Gennuso ricorda a Razza che l’unica strada da seguire è quella già indicata dal governatore Musumeci che non solo migliorerebbe l’offerta sanitaria in provincia di Siracusa, ma almeno per cinque anni, darebbe una boccata d’ossigeno a trecento famiglie in termini occupazionali. “Non c’è più tempo da perdere per il nuovo ospedale provinciale.

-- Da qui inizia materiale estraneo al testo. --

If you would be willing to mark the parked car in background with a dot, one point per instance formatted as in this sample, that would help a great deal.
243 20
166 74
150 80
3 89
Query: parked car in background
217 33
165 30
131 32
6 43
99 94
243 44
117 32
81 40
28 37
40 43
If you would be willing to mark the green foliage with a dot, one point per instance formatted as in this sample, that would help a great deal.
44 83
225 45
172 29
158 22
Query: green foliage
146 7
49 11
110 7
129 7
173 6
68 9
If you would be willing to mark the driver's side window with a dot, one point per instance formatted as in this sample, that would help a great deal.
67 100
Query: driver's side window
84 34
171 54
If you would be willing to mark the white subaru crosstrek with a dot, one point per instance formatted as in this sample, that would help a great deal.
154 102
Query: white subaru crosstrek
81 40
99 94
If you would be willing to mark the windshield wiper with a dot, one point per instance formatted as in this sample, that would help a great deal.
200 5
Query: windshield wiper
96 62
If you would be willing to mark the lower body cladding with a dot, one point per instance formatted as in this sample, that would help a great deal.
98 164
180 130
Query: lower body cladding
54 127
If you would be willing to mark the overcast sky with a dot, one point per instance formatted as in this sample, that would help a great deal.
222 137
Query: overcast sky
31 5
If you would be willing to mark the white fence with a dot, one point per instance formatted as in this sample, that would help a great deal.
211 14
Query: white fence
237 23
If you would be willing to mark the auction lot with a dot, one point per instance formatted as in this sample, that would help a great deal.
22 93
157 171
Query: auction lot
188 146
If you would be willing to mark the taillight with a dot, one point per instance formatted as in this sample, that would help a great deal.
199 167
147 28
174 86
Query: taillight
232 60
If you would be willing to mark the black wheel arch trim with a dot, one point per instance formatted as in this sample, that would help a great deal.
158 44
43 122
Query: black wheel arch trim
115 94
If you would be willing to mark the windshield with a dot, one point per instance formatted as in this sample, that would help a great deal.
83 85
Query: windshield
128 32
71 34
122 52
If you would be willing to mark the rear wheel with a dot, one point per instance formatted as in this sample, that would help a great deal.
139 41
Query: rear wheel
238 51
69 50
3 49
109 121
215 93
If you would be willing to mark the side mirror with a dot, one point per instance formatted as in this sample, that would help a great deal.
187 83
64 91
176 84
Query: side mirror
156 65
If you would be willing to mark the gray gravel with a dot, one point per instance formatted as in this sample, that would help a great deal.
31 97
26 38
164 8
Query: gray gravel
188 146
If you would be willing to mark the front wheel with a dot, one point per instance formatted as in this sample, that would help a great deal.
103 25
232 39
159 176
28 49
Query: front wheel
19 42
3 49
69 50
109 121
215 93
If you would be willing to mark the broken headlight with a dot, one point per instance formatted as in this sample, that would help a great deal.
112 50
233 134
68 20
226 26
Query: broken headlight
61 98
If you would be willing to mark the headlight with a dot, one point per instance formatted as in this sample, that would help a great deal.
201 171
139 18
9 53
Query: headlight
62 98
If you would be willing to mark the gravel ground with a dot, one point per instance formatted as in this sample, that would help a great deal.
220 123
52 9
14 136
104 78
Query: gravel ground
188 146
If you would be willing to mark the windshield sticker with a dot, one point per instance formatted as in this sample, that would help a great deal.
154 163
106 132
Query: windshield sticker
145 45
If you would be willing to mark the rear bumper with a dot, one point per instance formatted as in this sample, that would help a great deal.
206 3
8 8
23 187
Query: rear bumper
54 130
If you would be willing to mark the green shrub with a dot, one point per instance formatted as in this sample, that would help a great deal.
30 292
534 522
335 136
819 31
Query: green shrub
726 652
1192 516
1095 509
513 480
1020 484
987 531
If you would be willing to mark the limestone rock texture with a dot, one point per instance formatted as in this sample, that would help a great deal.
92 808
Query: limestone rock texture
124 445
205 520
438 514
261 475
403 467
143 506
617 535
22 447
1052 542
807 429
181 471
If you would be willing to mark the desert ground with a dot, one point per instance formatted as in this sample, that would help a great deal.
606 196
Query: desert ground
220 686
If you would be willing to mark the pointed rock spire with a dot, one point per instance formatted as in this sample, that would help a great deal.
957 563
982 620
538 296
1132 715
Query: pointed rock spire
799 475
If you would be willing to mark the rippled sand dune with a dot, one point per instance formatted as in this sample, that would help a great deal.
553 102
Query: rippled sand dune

Si scelga attraverso un tavolo tecnico l’area per la realizzazione della struttura che deve essere logisticamente adeguata alle esigenze del territorio e si proceda con immediatezza agli espropri e conseguentemente alla gara d’appalto. Con un nuovo ospedale, non solo si razionalizzano i costi di gestione, ma viene data la possibilità ai cittadini di potersi curare in un’unica struttura, senza così dovere ricorrere a presidi ospedalieri di altre province. Oggi lo smantellamento di Noto è solo un espediente campanilistico e non una soluzione del problema. I reparti di Noto e Avola dovranno finire in un unico e grande contenitore che si chiama ospedale provinciale di Siracusa. Tutto il resto è politica di basso profilo”.